Territorial claims based on history are not unusual. Israel bases its occupation of Palestinian land on the Bible. Serbia considered Kosovo to be the cradle of its identity, a role that many Russians ascribe to Kyiv. “History is like a knife,” says Fac. “You can use it to cut an apple. You can use it to cut bread. Or you can use it to kill someone.”

After Putin seized Crimea and part of the eastern Donbas region of Ukraine in 2014-15, Ukrainians grew accustomed to the idea they might lose those territories permanently, Fac says. His background as a military historian gives him insights regarding the future: “The Ukrainian army improved a great deal; some were even trained in Przemysl by Poles. They were prepared for the Russian army. Putin is sending the first line of Russian boys to their deaths, and he is ready to sacrifice a second and third line.”

After French president Emmanuel Macron spoke to Putin yesterday, the Élysée said that Putin’s goal “is to take control of all Ukraine”.

But Fac believes Putin wants only the eastern half of Ukraine, including its two biggest cities, Kyiv and Kharkiv. “He thinks there are too many pro-European nationalists in western Ukraine who would fight as partyzanci”, Fac explains, using the Polish word for second World War resistants. “Putin wants to push all civilians to the western part of the country.”

Polish commentators have been saying for months that Putin would start the war in February, when invasion routes are frozen. “The weather is helping him,” Fac says. “In the spring Russian armour will bog down in mud.”

Fac believes that Putin will seize only the “small Russia” mentioned by Jarosz, the museum director. “He will colonise it with Russians, which is what Russia has always done.”

Putin’s rapid disappearance would offer the only salvation for Ukraine, Fac says.

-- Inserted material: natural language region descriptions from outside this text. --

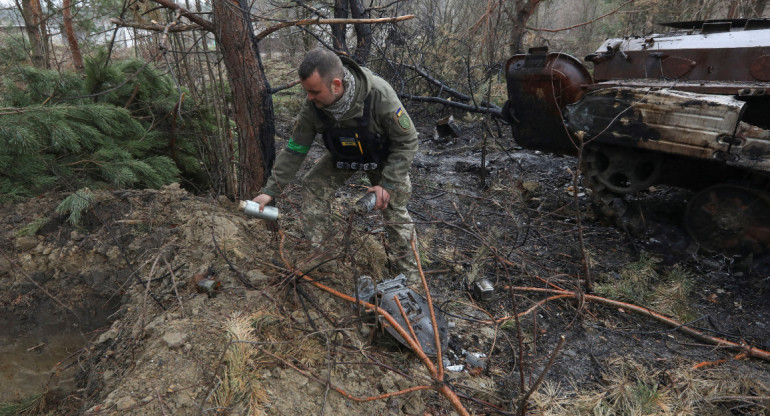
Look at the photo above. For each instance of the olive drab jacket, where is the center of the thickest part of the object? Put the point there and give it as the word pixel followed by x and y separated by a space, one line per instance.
pixel 388 119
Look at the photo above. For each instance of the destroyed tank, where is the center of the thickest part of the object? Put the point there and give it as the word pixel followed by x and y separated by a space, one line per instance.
pixel 688 108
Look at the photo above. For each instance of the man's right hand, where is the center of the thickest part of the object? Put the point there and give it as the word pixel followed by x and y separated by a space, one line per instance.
pixel 262 200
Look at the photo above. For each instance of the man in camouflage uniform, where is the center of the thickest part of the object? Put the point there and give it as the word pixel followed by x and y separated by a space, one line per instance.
pixel 364 127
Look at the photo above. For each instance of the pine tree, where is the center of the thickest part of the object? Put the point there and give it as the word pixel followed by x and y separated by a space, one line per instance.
pixel 120 126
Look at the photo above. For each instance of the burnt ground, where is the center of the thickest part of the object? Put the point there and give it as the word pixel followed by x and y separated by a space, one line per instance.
pixel 127 277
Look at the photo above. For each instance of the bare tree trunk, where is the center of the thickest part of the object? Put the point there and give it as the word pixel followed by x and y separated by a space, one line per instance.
pixel 524 9
pixel 36 31
pixel 363 32
pixel 342 11
pixel 77 58
pixel 355 8
pixel 252 101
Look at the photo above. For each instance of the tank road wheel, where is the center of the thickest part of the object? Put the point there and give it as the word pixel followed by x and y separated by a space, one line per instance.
pixel 613 172
pixel 730 219
pixel 622 171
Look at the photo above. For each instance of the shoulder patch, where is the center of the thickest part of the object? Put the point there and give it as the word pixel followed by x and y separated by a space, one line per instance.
pixel 402 119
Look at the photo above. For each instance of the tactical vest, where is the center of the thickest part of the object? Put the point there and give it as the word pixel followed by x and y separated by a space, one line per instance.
pixel 356 148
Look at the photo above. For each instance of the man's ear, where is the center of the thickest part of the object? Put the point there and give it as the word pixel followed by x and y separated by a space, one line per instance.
pixel 336 87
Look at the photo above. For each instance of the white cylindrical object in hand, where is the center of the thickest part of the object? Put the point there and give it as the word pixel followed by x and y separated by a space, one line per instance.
pixel 251 208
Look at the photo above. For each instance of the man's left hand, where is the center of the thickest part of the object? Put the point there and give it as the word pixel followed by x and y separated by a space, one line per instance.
pixel 383 197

“Putin was counting on the weakness of the EU. I have been surprised by the unity of the EU. Putin is surprised too . . . Nobody knows how Ivan the Terrible died, but I don’t think it was of natural causes . . . The oligarchs and generals could turn on him. A putsch is possible. If they replace Putin with someone else, the conflict could end and sanctions could be lifted. The longer it goes on, the more irreversible the damage.”

Nationalism

A map on the wall of Jarosz’s office shows Poland at its apogee in 1668, when Polish power extended from the Baltic to the Black Sea. Poland’s eastern border was the border of present-day Ukraine then. “For 400 years, from 1385 until 1772, Przemysl and [the west Ukrainian city of] Lviv were the centre of Poland,” says Fac.

The Austro-Hungarian emperor Franz Josef granted Poland autonomy in 1867, which prompted the first stirrings of Ukrainian nationalism, Fac says. When the empire ended with the first World War, Poles and Ukrainians fought, as chronicled in Fac’s recent book, Forgotten War, the 1918-1919 Polish-Ukrainian War. Poland won, and kept Lviv until 1939.

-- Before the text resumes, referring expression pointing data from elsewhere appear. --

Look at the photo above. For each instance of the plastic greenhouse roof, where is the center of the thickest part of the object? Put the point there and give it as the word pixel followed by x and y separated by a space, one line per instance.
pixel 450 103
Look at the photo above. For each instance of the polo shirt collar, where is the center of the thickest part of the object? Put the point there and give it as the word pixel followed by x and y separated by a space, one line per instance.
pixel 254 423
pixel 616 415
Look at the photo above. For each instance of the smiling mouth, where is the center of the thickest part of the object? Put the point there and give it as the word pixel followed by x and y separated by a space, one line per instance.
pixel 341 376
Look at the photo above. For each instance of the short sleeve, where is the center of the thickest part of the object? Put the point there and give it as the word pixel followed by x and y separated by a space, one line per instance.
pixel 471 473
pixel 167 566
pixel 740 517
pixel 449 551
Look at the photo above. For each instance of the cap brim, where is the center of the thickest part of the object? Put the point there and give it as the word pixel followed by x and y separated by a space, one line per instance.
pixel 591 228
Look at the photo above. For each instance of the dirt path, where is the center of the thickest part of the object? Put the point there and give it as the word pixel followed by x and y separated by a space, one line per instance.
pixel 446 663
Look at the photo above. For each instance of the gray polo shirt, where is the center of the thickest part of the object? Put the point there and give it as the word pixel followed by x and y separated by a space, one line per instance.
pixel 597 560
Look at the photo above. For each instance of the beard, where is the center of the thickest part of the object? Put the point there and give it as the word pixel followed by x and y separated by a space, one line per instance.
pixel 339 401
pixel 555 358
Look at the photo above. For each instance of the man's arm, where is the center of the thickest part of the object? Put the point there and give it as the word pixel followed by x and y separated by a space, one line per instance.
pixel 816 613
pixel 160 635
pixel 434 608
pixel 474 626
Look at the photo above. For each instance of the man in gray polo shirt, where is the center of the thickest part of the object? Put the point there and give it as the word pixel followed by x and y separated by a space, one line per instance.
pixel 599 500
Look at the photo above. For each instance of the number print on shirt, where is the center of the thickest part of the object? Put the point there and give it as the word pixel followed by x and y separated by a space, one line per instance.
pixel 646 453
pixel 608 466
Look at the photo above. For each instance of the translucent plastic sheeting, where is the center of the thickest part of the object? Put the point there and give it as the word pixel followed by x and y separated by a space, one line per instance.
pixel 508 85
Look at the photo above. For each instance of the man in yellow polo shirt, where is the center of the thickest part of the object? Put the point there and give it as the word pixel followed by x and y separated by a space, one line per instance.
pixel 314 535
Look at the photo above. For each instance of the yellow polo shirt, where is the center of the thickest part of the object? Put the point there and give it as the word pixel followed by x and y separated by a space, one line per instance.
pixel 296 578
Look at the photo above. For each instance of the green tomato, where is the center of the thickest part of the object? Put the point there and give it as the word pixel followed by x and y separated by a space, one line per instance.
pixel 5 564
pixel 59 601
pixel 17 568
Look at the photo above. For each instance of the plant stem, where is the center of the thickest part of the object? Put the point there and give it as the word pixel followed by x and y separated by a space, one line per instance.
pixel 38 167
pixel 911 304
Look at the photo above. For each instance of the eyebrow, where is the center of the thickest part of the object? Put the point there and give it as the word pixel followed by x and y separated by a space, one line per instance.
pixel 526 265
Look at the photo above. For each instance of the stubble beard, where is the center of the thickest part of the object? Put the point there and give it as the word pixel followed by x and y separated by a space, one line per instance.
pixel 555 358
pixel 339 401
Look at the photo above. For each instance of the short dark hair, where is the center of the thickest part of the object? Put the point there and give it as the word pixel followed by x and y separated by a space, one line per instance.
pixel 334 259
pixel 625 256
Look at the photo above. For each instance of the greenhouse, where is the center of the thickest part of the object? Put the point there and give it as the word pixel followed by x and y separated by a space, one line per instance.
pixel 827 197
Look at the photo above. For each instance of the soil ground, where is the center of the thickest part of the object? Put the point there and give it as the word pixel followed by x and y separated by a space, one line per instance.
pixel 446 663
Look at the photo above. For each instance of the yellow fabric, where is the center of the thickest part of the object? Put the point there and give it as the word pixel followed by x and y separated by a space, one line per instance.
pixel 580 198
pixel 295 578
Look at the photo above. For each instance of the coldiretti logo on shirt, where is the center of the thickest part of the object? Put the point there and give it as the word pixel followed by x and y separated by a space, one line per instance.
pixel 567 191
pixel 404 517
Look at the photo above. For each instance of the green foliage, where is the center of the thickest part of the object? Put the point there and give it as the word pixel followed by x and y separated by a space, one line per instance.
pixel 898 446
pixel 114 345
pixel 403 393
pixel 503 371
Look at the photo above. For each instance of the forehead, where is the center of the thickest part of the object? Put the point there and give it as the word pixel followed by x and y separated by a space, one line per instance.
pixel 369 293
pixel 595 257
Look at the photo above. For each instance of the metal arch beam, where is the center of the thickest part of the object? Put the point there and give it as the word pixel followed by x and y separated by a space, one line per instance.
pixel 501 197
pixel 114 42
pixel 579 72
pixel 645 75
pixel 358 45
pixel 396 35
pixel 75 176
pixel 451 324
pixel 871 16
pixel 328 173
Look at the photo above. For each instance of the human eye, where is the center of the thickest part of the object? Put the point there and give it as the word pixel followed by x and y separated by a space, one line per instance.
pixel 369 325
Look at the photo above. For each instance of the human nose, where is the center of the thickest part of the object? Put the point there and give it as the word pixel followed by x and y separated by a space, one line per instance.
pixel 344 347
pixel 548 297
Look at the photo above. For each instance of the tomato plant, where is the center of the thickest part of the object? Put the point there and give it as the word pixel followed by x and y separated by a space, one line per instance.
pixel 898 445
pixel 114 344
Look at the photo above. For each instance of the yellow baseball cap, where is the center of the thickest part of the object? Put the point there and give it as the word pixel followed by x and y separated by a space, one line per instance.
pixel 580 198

Over the past 600 years, all or parts of present-day Ukraine have been, in succession, Polish, Austro-Hungarian, Polish again, Soviet and finally, since 1991, independent Ukraine.

Soviet and German forces converged on Poland in 1939, splitting the country in two. The San river, which runs through Przemysl, was the demarcation line. Russia deported thousands of Poles from the east bank of the river to Siberia. Germany wiped out the Jewish quarter on the west bank, sending its inhabitants to the Belzec extermination camp.

Today, the west bank, where the National Museum is located, is an empty quarter of parking lots and bus stops.

The museum contains photographs of many murdered Jewish inhabitants of Przemysl, and liturgical items from their synagogues. There are also photographs of a smiling Ukrainian woman greeting Adolph Hitler, and a Ukrainian Orthdox priest blessing the Ukrainian SS division.

Yet today Poland is perhaps Ukraine’s closest ally in its hour of need. The airport at Rzeszów, 91km from Przemysl, is a hub for arms shipments to Ukraine, and Poland expects to receive a million Ukrainian refugees, to whom it offers food, lodging, transport and sympathy.

“We realise we have much more in common with Ukrainians than any other people,” Fac says.

But he fears the war signifies his own failure as a historian. “These wars repeat themselves all the time and we are surprised; we are still not learning. I feel it as a personal failure.”